Également interrogé sur la question, Xavier Dolan assume tout. "J'avais envie de parler à Jane Campion. On aurait eu le prix de la meilleure coiffure, je l'aurais tenu, ce discours, tient-il à assurer. On n'a pas de si belles occasions ou une pareille tribune pour dire à quelqu'un qu'on l'aime. Je ne vois pas pourquoi je me serais privé de cela. Donc les gens qui trouvent cela pédant..." Et de terminer par un doigt d'honneur...
Portrait de mère
Dans Mommy, Xavier Dolan nous offre un nouveau portrait de femme, de mère. "Des mères, ce n'est pas un personnage en soi, c'est un statut. Ce sont deux mères complètement différentes et outre les similarités entre J'ai tué ma mère et Mommy, à savoir un fils unique et un père totalement absent, on parle dans Mommy plus d'un trio que d'un duo", confie Anne Dorval. Pour Xavier Dolan, il ne faut surtout pas comparer à sa propre enfance, et notamment des traits de caractère de sa mère qu'il a glissés ici ou là. "Je pense parler de la mère en général, celle que, je crois, j'ai maltraitée dans J'ai tué ma mère, alors que Mommy, c'est complètement différent en termes de ton et de personnages, dit-il. C'est une mère courage et pas superficielle. Par venger, j'entendais une mère qui un rôle beaucoup plus valorisant."

L'incontrôlable Dolan
Lorsqu'on leur demande ce qu'ils pensent de leur ami et metteur en scène, trois concernés s'accordent sur son intelligence. Une "intelligence, émotionnelle comme relationnelle", précise Suzanne Clément. De son côté, Anne Dorval souligne l'ambition et l'homme rêveur : "Sur J'ai tué ma mère, je ne savais même pas si le film allait voir le jour, si on allait trouver un distributeur. Et lui, il me parlait de Cannes pendant le tournage. Il n'avait que 17 ans. Il rêve beaucoup et c'est sa plus grande qualité."
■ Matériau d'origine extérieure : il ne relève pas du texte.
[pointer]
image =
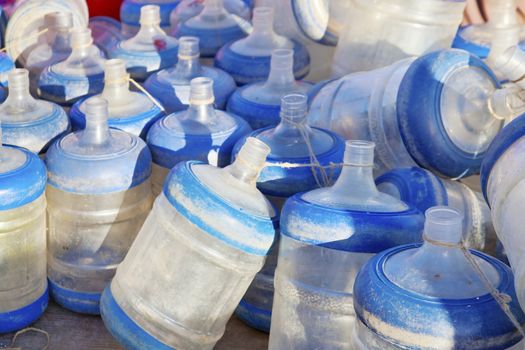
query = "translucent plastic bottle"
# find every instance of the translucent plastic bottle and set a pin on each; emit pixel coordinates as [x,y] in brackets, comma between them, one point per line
[200,133]
[129,111]
[214,26]
[432,111]
[326,236]
[248,60]
[288,145]
[259,103]
[23,291]
[430,296]
[379,33]
[28,122]
[150,50]
[79,75]
[99,194]
[204,241]
[422,189]
[172,86]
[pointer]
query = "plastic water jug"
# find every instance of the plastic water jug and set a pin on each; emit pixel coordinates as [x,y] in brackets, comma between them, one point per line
[432,111]
[150,50]
[79,75]
[291,142]
[248,60]
[200,133]
[379,33]
[326,236]
[259,103]
[23,291]
[172,86]
[129,111]
[214,26]
[431,297]
[204,241]
[28,122]
[99,194]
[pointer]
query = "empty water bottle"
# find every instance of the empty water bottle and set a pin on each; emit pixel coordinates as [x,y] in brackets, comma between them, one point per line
[199,133]
[129,111]
[259,103]
[23,291]
[28,122]
[99,194]
[214,26]
[326,236]
[204,241]
[432,111]
[172,86]
[79,75]
[150,49]
[312,153]
[431,296]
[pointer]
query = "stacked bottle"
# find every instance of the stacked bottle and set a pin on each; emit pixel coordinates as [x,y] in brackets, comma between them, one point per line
[431,296]
[99,195]
[326,236]
[248,60]
[172,86]
[23,292]
[129,111]
[259,103]
[199,133]
[200,248]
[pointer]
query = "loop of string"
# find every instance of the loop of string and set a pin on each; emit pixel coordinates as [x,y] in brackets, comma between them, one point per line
[502,299]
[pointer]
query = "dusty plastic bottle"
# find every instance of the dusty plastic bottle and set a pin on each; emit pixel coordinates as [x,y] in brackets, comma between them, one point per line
[204,241]
[28,122]
[23,291]
[422,189]
[326,236]
[150,50]
[129,111]
[430,296]
[259,103]
[432,112]
[99,194]
[172,86]
[79,75]
[200,133]
[248,60]
[379,33]
[214,26]
[288,145]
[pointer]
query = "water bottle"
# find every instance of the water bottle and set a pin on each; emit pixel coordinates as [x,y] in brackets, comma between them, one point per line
[172,86]
[422,189]
[307,149]
[79,75]
[379,33]
[259,103]
[99,194]
[200,133]
[248,59]
[431,297]
[23,291]
[326,236]
[28,122]
[129,111]
[214,26]
[432,112]
[150,50]
[204,241]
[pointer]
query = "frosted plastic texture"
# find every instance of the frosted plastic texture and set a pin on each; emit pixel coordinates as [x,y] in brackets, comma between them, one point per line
[382,32]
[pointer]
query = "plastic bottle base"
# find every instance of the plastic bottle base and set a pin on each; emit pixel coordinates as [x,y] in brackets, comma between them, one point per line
[18,319]
[81,302]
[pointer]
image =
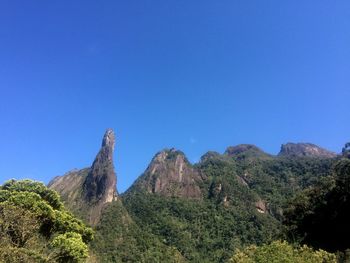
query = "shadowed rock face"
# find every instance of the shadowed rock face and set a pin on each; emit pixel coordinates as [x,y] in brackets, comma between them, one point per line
[86,191]
[100,183]
[304,150]
[170,174]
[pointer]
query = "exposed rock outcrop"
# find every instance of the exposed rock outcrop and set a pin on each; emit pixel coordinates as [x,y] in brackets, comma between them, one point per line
[243,151]
[170,174]
[86,191]
[100,184]
[304,150]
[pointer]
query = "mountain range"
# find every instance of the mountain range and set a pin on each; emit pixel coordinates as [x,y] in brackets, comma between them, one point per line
[182,212]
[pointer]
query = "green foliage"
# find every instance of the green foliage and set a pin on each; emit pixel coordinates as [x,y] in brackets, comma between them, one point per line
[201,231]
[226,219]
[35,226]
[319,215]
[281,251]
[119,239]
[69,247]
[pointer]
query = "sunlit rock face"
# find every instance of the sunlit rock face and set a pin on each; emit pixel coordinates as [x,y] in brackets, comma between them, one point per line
[87,191]
[304,150]
[100,183]
[170,174]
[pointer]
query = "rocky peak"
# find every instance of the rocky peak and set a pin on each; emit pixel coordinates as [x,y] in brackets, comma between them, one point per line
[170,174]
[304,150]
[100,183]
[243,151]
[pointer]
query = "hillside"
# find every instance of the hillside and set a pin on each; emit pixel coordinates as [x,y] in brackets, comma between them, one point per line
[182,212]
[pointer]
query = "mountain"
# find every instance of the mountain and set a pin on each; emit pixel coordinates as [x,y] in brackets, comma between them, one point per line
[242,151]
[88,190]
[170,174]
[182,212]
[304,150]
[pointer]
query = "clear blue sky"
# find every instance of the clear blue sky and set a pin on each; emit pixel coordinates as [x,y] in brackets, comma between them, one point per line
[195,75]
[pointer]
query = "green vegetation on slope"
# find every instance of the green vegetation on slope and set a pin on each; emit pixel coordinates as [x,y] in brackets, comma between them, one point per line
[119,239]
[281,251]
[35,227]
[319,216]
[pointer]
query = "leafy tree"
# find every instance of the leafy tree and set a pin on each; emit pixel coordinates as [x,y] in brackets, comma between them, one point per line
[319,216]
[35,227]
[281,251]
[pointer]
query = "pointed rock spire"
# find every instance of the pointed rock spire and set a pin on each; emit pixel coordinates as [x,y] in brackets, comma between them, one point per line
[100,184]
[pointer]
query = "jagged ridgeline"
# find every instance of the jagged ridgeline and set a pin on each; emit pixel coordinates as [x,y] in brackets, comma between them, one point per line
[182,212]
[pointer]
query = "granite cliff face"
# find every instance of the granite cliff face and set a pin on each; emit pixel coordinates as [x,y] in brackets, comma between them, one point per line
[304,150]
[100,183]
[245,151]
[86,191]
[170,174]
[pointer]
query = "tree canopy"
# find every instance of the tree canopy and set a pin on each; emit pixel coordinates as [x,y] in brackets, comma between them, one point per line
[35,226]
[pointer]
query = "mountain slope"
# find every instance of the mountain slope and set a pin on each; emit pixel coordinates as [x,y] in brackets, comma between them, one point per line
[179,212]
[88,190]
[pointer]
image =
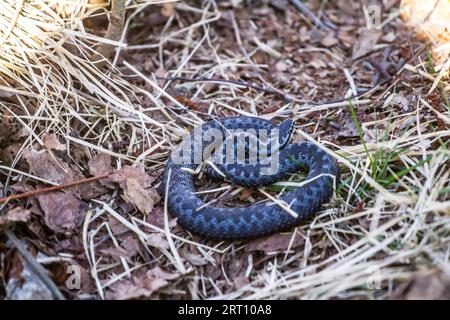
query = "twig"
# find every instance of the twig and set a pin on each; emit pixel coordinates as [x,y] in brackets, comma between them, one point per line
[53,188]
[115,27]
[316,21]
[40,271]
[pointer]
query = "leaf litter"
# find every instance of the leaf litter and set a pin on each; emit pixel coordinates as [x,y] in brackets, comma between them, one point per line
[114,229]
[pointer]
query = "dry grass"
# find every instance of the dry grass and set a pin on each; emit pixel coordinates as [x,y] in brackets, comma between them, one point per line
[389,219]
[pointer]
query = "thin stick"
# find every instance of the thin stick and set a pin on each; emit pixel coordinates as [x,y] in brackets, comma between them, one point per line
[53,188]
[115,27]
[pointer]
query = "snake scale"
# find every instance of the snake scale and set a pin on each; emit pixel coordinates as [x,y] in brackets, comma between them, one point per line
[258,219]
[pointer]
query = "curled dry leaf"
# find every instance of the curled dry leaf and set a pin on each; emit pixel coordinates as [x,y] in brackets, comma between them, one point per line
[143,286]
[100,164]
[276,242]
[17,214]
[137,188]
[51,142]
[156,240]
[62,211]
[43,165]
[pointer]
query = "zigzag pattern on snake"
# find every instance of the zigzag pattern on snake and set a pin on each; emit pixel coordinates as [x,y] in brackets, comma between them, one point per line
[258,219]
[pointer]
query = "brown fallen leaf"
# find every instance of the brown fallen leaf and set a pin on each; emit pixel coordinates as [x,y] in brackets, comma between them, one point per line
[276,242]
[100,164]
[51,142]
[17,214]
[62,211]
[432,285]
[43,165]
[156,240]
[143,286]
[137,188]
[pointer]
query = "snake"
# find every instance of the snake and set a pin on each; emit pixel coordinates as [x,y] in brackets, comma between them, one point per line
[259,219]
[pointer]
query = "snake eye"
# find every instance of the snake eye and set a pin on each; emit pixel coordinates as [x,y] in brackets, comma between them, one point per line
[286,130]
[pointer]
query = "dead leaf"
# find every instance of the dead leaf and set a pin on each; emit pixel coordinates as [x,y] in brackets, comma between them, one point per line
[273,243]
[43,165]
[131,245]
[137,188]
[329,40]
[156,240]
[100,164]
[143,286]
[425,286]
[62,211]
[17,214]
[51,142]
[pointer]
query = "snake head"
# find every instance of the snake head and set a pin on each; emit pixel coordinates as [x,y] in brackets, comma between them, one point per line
[286,131]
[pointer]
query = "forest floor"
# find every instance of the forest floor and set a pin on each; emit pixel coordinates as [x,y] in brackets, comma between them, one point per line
[373,97]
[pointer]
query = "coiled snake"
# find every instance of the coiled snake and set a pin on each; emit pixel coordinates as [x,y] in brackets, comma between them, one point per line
[258,219]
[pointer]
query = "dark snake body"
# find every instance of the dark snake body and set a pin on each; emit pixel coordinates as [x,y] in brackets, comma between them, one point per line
[258,219]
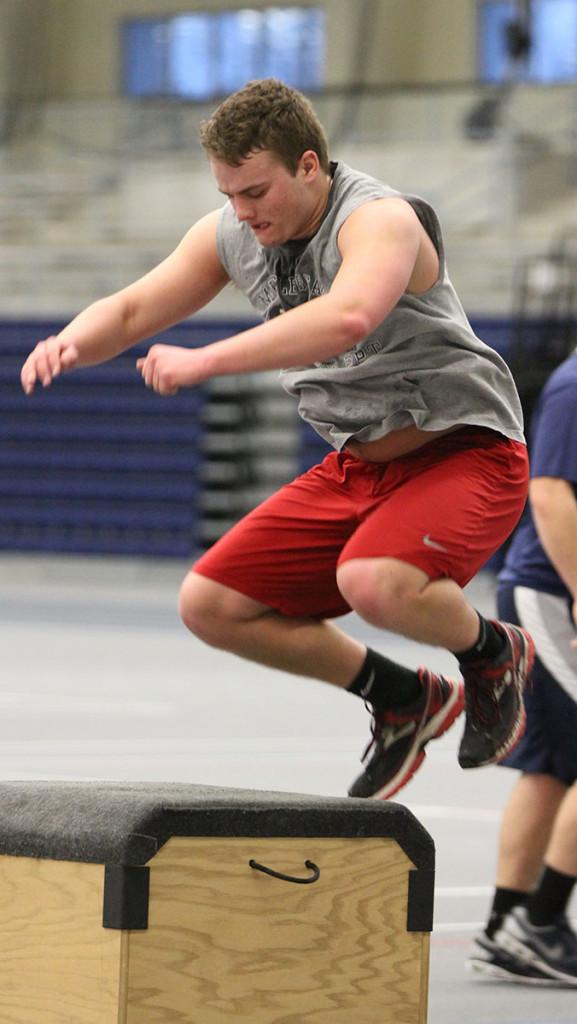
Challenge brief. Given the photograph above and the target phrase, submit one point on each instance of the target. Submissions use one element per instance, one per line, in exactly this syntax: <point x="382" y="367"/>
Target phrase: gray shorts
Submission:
<point x="549" y="743"/>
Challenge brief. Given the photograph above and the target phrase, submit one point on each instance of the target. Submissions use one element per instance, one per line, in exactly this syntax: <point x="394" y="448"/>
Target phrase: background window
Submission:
<point x="552" y="56"/>
<point x="200" y="55"/>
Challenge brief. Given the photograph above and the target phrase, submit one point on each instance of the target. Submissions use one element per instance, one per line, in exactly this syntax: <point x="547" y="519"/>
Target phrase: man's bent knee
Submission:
<point x="380" y="590"/>
<point x="211" y="610"/>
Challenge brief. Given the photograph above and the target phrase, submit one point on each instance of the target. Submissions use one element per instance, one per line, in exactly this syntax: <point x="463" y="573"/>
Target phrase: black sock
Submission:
<point x="488" y="646"/>
<point x="550" y="897"/>
<point x="384" y="683"/>
<point x="503" y="901"/>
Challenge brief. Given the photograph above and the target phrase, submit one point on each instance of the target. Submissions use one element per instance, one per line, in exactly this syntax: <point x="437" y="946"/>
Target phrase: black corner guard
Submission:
<point x="126" y="897"/>
<point x="420" y="901"/>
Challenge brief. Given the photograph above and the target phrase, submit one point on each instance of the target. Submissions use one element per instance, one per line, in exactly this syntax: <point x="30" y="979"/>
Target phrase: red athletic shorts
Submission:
<point x="445" y="508"/>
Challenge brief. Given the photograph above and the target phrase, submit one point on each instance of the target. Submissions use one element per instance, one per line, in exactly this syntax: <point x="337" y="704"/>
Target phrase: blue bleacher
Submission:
<point x="97" y="463"/>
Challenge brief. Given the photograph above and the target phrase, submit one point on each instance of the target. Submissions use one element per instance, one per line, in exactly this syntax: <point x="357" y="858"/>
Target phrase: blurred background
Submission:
<point x="471" y="104"/>
<point x="108" y="491"/>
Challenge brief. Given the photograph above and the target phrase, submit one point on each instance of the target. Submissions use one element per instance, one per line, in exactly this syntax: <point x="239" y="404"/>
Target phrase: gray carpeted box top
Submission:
<point x="128" y="822"/>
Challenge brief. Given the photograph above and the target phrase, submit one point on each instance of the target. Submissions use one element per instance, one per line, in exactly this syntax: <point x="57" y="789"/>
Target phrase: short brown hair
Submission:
<point x="264" y="115"/>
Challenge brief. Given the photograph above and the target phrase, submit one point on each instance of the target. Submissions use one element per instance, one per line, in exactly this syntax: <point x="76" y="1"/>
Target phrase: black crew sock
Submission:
<point x="488" y="646"/>
<point x="503" y="901"/>
<point x="384" y="683"/>
<point x="550" y="897"/>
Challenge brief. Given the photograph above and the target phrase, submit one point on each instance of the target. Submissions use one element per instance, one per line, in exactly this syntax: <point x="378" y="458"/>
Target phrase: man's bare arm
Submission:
<point x="183" y="283"/>
<point x="379" y="245"/>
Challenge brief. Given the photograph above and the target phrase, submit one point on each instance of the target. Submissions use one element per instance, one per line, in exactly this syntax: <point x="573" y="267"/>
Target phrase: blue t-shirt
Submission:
<point x="552" y="449"/>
Nouvel acteur chouchou du réalisateur canadien, Antoine-Olivier Pilon est la révélation de Mommy. Par le passé, il a pourtant croisé le chemin de Dolan, avec College Boy (sulfureux clip d'Indochine). "C'était quatre jours de tournage mais on n'était pas aussi proche, souligne le jeune homme. Sur Mommy, c'était plutôt je vais tourner avec mon ami Xavier, et non le réalisateur Xavier." Il rajoute : "C'était très éprouvant, College Boy, physique. Je devais rester accroché à une croix pendant plusieurs heures. Alors que sur Mommy, c'était plus un jeu."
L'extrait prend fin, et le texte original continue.